Panther, un escroc prêt à tout (Lau Ching-wan)

Avec Lau Ching-wan, Richie Jen, Denise Ho, Lo Hoi-pang

Sortie : mercredi 18 juillet 2012

Je vote : 3 sur 5

Quezako ?  Hong Kong en pleine crise financière. Panther est un escroc à la petite semaine. Teresa,une employée modèle d’une banque dont le job consiste à convaincre ses clients de faire des investissements risqués pour tenir ses objectifs et éviter ainsi un licenciement. Quant à l’inspecteur Cheung, c’est un flic honnête qui a un jour besoin d’argent le jour où sa femme verse un acompte pour acheter un appartement luxueux. Ces trois personnages que tout oppose sont soudain poussés à prendre des décisions cruciales le jour où un mystérieux sac contenant cinq millions de dollars volés fait irruption dans leur vie.

2 raisons d’aller voir ce film ?

L’univers de Johnnie To. Ce cinéaste fait partie des figures du cinéma compte parmi les auteurs du polar venu de Hong Kong. Côté action, il en connaît un rayon et le prouve une fois de plus dans cette histoire rythmée où des séquences brutales  alternent avec des moments plus calmes, portés par une douce musique classique et des voix parfois éthérées.

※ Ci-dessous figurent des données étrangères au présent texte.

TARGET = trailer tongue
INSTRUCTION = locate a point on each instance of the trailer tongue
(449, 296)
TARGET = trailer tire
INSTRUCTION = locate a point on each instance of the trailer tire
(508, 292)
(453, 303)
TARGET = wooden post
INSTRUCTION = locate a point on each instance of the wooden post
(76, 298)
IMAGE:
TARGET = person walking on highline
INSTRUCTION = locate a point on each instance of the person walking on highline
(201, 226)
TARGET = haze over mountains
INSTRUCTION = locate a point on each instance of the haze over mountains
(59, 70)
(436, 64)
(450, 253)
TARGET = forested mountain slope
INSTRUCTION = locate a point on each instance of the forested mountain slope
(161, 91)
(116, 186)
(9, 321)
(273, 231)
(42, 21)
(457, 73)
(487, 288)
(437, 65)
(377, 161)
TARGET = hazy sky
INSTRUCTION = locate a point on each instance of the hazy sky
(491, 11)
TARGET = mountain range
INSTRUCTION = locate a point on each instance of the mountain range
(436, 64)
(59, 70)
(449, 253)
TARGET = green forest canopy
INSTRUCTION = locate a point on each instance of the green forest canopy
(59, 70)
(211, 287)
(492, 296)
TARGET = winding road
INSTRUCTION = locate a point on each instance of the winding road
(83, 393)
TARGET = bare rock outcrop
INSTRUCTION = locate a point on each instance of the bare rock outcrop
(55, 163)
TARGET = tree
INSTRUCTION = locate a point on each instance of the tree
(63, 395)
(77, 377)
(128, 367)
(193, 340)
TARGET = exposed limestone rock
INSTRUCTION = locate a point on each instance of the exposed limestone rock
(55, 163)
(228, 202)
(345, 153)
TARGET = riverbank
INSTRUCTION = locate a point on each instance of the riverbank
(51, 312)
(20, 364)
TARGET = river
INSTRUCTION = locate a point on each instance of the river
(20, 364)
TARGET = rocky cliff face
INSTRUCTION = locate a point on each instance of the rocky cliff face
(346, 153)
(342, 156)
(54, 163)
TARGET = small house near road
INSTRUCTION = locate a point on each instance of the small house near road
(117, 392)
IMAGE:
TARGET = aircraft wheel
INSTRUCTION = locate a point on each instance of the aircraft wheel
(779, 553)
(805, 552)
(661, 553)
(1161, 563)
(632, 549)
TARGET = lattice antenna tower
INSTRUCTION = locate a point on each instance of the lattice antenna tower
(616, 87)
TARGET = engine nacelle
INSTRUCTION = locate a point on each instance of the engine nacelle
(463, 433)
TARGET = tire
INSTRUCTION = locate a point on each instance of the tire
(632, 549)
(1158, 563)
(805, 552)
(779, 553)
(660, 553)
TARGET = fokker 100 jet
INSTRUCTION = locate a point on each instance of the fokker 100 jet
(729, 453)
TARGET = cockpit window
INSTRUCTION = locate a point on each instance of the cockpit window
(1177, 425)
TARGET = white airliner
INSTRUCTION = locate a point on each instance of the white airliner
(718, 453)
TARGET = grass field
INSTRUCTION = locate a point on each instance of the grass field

Pour ce faire, il peut compter aussi sur des comédiens familiers de son univers. Dans le rôle de Panther, un escroc minable, Lau Ching-wan retrouve pour la neuvième fois le cinéaste. Quant à Richie Jen, star de la chanson pop en Asie et acteur inspiré, il avait déjà tourné à deux reprises avec lui. Quant à Denise Ho, elle apporte une touche de charme et de mystère à cette histoire en campant une employée de banque qui va, un jour, choisir de passer de l’autre côté…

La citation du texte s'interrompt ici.